ArticleinPsychiatry 3(11):5-10 · November 2004with24 Reads
DOI: 10.1383/psyt.


    Throughout history most societies have assumed a link between mental disorder and violence to others. In recent times there has been increasing concern in the UK over law and order, specifically the risk of violence, and these issues are now high on the political and mental health agendas. In mental health services, clinical decisions on risk are made at all stages of the patient care process. For mental health professionals violence risk assessment and management are key components of clinical practice. In response there is a need to adopt a clear structured approach to violence risk assessment and management that is evidence-based.
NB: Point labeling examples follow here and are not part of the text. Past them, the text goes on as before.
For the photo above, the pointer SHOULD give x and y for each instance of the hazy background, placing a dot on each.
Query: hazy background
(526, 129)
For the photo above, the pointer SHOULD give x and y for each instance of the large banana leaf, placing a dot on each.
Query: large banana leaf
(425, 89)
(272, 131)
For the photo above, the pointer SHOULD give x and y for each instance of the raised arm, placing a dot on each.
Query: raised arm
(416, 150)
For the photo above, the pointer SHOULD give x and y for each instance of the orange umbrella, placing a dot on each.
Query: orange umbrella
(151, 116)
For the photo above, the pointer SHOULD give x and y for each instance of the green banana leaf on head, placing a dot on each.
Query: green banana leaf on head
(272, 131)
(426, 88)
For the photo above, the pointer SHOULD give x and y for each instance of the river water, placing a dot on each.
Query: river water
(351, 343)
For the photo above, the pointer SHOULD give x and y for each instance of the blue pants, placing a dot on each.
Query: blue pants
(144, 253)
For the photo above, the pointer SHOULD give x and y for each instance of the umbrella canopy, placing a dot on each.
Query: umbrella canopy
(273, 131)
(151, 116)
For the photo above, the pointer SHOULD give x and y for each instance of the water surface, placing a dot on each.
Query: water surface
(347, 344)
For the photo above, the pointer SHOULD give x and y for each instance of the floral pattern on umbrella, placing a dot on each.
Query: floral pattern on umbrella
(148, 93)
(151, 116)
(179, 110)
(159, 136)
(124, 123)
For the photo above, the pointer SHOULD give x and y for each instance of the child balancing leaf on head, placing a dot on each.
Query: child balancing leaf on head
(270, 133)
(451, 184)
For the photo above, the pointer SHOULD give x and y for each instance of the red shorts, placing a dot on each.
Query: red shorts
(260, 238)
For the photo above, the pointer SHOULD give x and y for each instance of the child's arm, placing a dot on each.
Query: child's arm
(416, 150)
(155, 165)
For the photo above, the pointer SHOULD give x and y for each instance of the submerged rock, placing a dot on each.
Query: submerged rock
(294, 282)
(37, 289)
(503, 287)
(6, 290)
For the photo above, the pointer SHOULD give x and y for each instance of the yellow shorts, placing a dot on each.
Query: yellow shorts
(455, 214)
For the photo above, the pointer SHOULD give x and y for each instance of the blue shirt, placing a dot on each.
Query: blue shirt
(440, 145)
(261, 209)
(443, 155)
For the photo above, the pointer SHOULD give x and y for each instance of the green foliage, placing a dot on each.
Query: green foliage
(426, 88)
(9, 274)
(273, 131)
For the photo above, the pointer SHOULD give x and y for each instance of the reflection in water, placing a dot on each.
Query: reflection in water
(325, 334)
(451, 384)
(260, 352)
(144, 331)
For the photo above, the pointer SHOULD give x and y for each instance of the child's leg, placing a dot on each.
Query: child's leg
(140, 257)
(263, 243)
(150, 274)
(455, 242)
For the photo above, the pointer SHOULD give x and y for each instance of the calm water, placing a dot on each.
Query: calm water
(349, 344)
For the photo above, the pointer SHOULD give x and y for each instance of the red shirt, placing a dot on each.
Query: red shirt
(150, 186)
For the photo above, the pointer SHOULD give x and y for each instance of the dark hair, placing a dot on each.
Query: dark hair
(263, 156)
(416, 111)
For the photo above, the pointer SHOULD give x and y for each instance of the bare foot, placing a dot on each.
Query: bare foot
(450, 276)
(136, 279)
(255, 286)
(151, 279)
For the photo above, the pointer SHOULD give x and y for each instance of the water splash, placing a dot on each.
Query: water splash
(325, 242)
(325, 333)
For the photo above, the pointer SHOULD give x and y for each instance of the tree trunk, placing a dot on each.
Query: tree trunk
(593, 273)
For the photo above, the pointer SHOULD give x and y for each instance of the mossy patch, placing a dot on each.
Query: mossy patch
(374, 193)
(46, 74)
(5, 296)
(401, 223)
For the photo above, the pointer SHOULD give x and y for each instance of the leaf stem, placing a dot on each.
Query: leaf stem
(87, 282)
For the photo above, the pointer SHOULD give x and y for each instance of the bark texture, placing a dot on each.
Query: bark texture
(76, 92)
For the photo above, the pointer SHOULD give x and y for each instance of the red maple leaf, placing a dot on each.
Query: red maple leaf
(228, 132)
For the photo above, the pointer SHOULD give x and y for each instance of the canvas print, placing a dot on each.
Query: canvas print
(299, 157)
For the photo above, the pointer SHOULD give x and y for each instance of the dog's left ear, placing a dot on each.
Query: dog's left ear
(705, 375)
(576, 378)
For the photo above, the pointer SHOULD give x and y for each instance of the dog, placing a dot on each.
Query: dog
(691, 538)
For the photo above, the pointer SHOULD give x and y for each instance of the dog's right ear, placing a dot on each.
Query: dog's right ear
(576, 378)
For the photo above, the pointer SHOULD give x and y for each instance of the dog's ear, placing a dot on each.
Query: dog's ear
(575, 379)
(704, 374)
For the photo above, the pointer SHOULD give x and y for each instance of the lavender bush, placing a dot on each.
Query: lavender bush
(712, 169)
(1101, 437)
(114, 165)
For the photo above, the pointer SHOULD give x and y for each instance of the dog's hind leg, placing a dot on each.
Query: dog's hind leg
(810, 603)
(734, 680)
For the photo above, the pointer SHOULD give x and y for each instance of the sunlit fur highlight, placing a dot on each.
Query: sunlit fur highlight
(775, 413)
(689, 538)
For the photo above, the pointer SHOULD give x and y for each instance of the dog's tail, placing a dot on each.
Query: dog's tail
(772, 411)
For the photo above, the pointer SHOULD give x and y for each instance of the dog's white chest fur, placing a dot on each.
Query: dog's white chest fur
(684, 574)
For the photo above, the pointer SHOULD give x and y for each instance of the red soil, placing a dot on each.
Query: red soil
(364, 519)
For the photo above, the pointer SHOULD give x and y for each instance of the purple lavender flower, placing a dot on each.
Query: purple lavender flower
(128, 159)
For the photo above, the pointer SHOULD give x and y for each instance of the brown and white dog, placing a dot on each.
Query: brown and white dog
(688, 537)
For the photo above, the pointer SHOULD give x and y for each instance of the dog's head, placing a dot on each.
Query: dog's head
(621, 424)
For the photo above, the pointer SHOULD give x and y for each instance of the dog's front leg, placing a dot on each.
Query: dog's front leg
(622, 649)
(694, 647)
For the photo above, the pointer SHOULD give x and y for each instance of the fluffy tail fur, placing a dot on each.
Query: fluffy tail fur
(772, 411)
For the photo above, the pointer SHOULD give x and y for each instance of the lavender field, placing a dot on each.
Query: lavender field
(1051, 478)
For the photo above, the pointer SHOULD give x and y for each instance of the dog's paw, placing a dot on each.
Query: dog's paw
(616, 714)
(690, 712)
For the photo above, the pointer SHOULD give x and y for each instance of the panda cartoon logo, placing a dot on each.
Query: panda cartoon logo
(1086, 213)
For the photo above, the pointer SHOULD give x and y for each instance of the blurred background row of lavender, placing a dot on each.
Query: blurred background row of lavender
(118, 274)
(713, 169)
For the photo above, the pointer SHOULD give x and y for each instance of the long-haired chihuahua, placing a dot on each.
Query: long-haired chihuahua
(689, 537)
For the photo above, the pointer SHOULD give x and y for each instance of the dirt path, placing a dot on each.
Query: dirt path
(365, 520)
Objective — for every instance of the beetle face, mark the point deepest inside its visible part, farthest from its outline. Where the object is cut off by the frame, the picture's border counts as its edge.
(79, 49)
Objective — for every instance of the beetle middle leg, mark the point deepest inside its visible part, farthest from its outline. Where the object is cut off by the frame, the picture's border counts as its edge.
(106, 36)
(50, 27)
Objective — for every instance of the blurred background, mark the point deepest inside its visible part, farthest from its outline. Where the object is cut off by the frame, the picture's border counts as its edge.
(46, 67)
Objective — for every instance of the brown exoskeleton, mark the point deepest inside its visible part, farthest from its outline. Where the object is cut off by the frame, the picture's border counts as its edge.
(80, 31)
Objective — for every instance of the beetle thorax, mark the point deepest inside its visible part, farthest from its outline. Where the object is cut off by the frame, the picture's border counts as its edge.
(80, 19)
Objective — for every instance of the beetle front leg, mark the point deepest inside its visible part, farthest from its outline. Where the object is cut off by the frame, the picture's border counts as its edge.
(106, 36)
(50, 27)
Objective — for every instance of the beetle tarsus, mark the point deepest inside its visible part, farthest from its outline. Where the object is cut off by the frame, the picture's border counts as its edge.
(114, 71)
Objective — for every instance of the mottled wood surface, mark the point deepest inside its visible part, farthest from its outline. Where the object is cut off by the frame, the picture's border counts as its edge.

Psychopathy, as described by Robert Hare and colleagues, has received much attention from both clinicians and researchers in recent times, mainly due to impressive research findings from North America and Europe that demonstrate the significant predictive validity of the Psychopathy Checklist scales. The research findings are briefly discussed and a method of comparing predictive accuracy of risk-assessment tools, using receiver operating characteristics, is illustrated. The advantages of clinical and actuarial approaches to risk assessment are briefly reviewed and a structured professional judgement approach is discussed that combines these approaches. Actuarial prediction tools and recently developed schemes from Canada and North America that promote structured professional judgement are described, and practical implementation considerations are suggested.